We then explored the Visitor Center which was more up to date with current animals, the history of the Native Americans who lived here, and the discovery of a new species of dinosaur in the park!

Local wildlife
Puma, mountain lion, or panther
Bobcat
Coyote
Native American history
Chief Sapiah ("Buckskin Charlie") led the
Southern Ute from 1880-1936
History of the Utes
Theiophytalia kerri - New species of dinosaur
Theiophytalia kerri means
"belonging to the gods garden"
View of Garden of the Gods and Pike's Peak
from the Visitor Center (Photo: Darren Medlin)

After the Visitor Center, Susan and Darren took me to their old neighborhood to see the home they used to live in. When they lived there, they had to evacuate because of a big fire. Thankfully, they did not have any damage to their house.

Next on the agenda was to find the caramel corn food truck that has awesome Kettle Corn. The guy was still in the same spot as he was when they lived there a few years ago. We each bought three bags of Kettle Corn. (It was a package deal to buy nine bags.)

We were pretty darned hungry so we dug right into that popcorn as we drove to Texas Roadhouse for lunch. We wanted to eat someplace special to celebrate Darren's birthday. I had steak kabobs that were so good. They came with rice, broccoli and I added a garden salad. Mmm, yummy!

After lunch, we drove to Trinidad, Colorado, to do a Volksmarch there this evening. We arrived at the Visitor Center about 3:00 p.m. to sign in for the walk and pick up our walk instructions. It was supposed to be open until 5:00 p.m. on Sunday, but it was locked up with no one around. That sucked. 

Susan was able to have walk instructions emailed to her phone. We opted to do the 5k walk at sunset so we wouldn't melt in the heat of the day.

In the meantime, we checked into our motel. I spent about an hour in the pool and some time in the hot tub. The pool was very refreshing, but not cold. We had cheese, crackers, wine, and sausage for dinner in Susan and Darren's room. 

Just before sunset, Susan and I went on walkabout.
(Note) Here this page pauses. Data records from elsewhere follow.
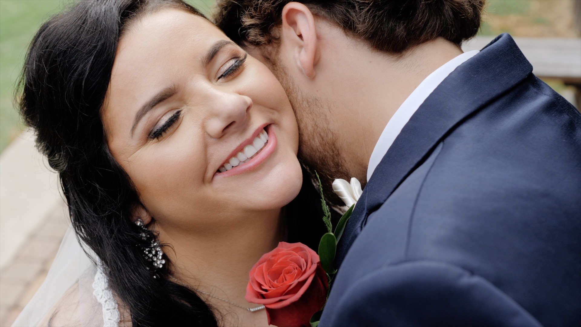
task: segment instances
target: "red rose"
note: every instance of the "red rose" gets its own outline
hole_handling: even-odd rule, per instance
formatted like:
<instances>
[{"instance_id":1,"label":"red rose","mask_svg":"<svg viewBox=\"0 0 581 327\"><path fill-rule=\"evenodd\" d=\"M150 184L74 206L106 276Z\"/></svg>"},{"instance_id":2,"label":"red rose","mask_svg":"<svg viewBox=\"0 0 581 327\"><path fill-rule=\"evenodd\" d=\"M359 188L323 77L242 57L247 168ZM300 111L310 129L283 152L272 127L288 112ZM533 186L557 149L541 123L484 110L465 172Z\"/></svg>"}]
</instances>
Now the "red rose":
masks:
<instances>
[{"instance_id":1,"label":"red rose","mask_svg":"<svg viewBox=\"0 0 581 327\"><path fill-rule=\"evenodd\" d=\"M246 300L264 304L268 324L310 326L327 300L328 282L317 253L302 243L280 242L250 272Z\"/></svg>"}]
</instances>

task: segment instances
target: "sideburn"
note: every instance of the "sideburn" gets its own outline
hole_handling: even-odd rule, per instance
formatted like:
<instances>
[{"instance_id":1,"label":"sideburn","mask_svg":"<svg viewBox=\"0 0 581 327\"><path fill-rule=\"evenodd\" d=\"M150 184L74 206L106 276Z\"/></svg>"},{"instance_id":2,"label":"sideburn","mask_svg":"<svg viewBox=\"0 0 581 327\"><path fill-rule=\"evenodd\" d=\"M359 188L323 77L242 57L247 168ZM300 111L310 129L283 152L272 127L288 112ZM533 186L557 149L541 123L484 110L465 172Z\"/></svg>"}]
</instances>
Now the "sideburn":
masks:
<instances>
[{"instance_id":1,"label":"sideburn","mask_svg":"<svg viewBox=\"0 0 581 327\"><path fill-rule=\"evenodd\" d=\"M307 97L296 87L286 72L286 67L268 58L270 68L277 76L288 96L299 126L299 161L317 184L315 172L321 179L323 194L331 204L345 205L333 191L336 179L349 180L346 161L337 143L337 137L328 128L328 108L320 99Z\"/></svg>"}]
</instances>

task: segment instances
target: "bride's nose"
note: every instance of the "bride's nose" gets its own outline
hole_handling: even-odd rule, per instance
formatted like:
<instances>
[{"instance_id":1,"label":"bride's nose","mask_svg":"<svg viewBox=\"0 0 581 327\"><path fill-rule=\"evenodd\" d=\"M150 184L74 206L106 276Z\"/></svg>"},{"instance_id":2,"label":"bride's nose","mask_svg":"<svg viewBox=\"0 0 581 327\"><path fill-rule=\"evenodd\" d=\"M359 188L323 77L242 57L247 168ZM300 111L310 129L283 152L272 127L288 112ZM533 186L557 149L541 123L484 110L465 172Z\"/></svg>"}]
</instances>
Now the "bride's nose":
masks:
<instances>
[{"instance_id":1,"label":"bride's nose","mask_svg":"<svg viewBox=\"0 0 581 327\"><path fill-rule=\"evenodd\" d=\"M245 128L248 123L252 99L235 93L223 93L210 106L206 131L211 137L220 138L227 133Z\"/></svg>"}]
</instances>

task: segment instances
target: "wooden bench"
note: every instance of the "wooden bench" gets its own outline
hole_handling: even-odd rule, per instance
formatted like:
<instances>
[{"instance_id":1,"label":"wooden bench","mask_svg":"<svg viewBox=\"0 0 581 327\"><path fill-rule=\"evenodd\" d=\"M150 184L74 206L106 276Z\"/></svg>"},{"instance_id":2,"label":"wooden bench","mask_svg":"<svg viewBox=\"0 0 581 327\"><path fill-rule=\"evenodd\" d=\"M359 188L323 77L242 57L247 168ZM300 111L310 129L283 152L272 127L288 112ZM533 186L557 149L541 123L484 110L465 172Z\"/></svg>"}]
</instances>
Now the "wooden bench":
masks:
<instances>
[{"instance_id":1,"label":"wooden bench","mask_svg":"<svg viewBox=\"0 0 581 327\"><path fill-rule=\"evenodd\" d=\"M581 1L580 1L581 2ZM462 45L464 51L480 50L495 37L478 37ZM515 42L541 79L556 79L575 87L575 102L581 110L581 38L515 37Z\"/></svg>"}]
</instances>

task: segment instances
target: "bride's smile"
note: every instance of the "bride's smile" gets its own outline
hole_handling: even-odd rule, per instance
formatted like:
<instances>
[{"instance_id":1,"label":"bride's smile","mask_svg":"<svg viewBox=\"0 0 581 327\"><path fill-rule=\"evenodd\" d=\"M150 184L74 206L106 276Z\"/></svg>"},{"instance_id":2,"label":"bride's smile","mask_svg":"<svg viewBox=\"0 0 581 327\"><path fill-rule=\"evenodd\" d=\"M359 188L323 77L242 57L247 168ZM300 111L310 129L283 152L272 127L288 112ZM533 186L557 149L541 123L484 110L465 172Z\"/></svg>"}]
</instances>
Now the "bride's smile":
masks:
<instances>
[{"instance_id":1,"label":"bride's smile","mask_svg":"<svg viewBox=\"0 0 581 327\"><path fill-rule=\"evenodd\" d=\"M284 90L201 17L164 10L124 31L102 116L112 154L162 230L213 229L279 208L300 189Z\"/></svg>"}]
</instances>

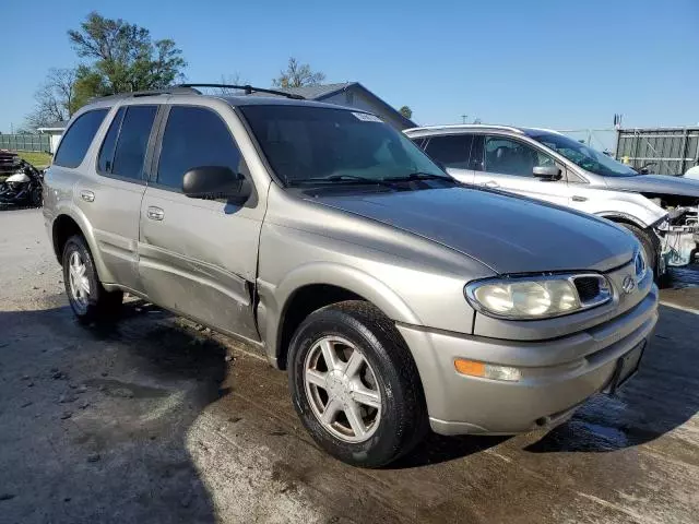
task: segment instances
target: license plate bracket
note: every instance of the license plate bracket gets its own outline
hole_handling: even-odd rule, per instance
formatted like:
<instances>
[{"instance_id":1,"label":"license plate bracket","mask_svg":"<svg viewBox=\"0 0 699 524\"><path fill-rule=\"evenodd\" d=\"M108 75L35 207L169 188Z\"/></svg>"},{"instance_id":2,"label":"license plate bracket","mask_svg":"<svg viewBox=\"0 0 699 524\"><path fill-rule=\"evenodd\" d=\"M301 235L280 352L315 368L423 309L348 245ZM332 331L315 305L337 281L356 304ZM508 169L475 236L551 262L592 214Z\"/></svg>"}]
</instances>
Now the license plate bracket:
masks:
<instances>
[{"instance_id":1,"label":"license plate bracket","mask_svg":"<svg viewBox=\"0 0 699 524\"><path fill-rule=\"evenodd\" d=\"M645 350L645 341L637 344L633 349L621 355L614 368L614 373L609 383L604 389L604 393L608 395L615 394L619 388L621 388L631 377L636 374Z\"/></svg>"}]
</instances>

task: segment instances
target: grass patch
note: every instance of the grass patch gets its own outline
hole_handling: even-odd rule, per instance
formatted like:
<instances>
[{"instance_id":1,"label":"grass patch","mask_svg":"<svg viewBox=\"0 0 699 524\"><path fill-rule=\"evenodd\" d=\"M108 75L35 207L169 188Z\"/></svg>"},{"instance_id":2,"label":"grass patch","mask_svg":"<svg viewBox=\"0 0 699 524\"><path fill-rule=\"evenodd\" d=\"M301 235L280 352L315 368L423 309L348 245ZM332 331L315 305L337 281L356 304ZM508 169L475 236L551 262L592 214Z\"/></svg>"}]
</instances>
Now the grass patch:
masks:
<instances>
[{"instance_id":1,"label":"grass patch","mask_svg":"<svg viewBox=\"0 0 699 524\"><path fill-rule=\"evenodd\" d=\"M34 167L46 167L51 164L51 155L40 151L17 151L17 155Z\"/></svg>"}]
</instances>

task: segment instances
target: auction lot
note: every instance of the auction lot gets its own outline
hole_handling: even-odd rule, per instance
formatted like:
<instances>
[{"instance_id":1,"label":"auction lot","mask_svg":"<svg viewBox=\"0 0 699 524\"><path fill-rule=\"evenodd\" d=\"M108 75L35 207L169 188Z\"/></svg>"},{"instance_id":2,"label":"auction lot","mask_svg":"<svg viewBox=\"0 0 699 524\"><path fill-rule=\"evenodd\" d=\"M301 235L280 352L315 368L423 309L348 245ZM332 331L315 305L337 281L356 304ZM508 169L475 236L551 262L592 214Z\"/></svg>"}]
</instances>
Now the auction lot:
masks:
<instances>
[{"instance_id":1,"label":"auction lot","mask_svg":"<svg viewBox=\"0 0 699 524\"><path fill-rule=\"evenodd\" d=\"M697 522L699 288L662 291L618 396L366 471L246 346L141 301L80 326L61 281L40 211L0 212L0 522Z\"/></svg>"}]
</instances>

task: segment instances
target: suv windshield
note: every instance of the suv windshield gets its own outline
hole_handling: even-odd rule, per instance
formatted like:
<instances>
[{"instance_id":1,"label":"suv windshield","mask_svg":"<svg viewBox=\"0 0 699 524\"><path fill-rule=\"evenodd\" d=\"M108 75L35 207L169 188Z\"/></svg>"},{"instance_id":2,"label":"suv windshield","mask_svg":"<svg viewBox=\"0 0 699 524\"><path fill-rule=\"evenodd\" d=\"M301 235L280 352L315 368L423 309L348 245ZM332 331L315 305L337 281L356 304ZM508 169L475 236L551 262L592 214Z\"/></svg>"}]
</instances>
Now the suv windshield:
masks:
<instances>
[{"instance_id":1,"label":"suv windshield","mask_svg":"<svg viewBox=\"0 0 699 524\"><path fill-rule=\"evenodd\" d=\"M378 117L312 106L241 106L262 152L288 186L451 180Z\"/></svg>"},{"instance_id":2,"label":"suv windshield","mask_svg":"<svg viewBox=\"0 0 699 524\"><path fill-rule=\"evenodd\" d=\"M638 175L629 166L562 134L541 133L530 136L595 175L603 177L633 177Z\"/></svg>"}]
</instances>

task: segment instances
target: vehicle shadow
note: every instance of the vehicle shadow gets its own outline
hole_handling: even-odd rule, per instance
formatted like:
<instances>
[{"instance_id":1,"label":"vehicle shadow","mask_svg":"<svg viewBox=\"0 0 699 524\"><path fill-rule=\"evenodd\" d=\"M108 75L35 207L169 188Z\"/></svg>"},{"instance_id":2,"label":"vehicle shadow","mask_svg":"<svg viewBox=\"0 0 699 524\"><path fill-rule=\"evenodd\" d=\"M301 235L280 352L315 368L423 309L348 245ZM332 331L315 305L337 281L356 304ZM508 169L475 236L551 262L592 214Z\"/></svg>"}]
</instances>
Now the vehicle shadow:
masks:
<instances>
[{"instance_id":1,"label":"vehicle shadow","mask_svg":"<svg viewBox=\"0 0 699 524\"><path fill-rule=\"evenodd\" d=\"M566 424L526 446L532 453L606 452L650 442L699 412L699 315L661 307L641 368L616 396L595 395Z\"/></svg>"},{"instance_id":2,"label":"vehicle shadow","mask_svg":"<svg viewBox=\"0 0 699 524\"><path fill-rule=\"evenodd\" d=\"M473 436L442 437L441 434L430 431L411 453L391 463L387 469L407 469L463 458L474 453L495 448L509 438L510 437Z\"/></svg>"},{"instance_id":3,"label":"vehicle shadow","mask_svg":"<svg viewBox=\"0 0 699 524\"><path fill-rule=\"evenodd\" d=\"M3 520L215 522L188 432L225 394L226 348L140 301L87 327L54 302L0 311Z\"/></svg>"}]
</instances>

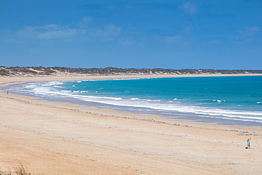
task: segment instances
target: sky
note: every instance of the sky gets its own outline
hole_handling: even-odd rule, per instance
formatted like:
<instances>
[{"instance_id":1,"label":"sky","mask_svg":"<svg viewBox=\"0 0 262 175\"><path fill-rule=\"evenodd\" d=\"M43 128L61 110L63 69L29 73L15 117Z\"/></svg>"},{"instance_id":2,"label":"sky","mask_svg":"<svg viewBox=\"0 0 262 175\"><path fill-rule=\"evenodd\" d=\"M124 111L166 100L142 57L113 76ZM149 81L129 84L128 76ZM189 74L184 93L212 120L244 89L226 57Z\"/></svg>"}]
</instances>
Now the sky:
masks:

We had a lovely sunset as we climbed the hill in a city neighborhood.

Sunset in Trinidad, Colorado

Beautiful sunset
Lovely, long-range sunset view
Our walk had us going up and down hills. About halfway through the walk, a strong wind kicked up. Susan's baseball cap flew off, but she saved it. The wind blew so hard, we were worried tree branches might come off the trees. We also had a few raindrops, but nothing that got us wet.

Love this old house!
It was an adventure to walk in the dark in a town we didn't know. We saw some cool sculptures toward the end of the walk. Then we headed back to the motel to stay in for the rest of the night. Tomorrow, we head to Capulin Volcano National Monument for a 5k walk, then a long drive, and a 5k walk in Amarillo, Texas. That's right, tomorrow we'll be back in Texas!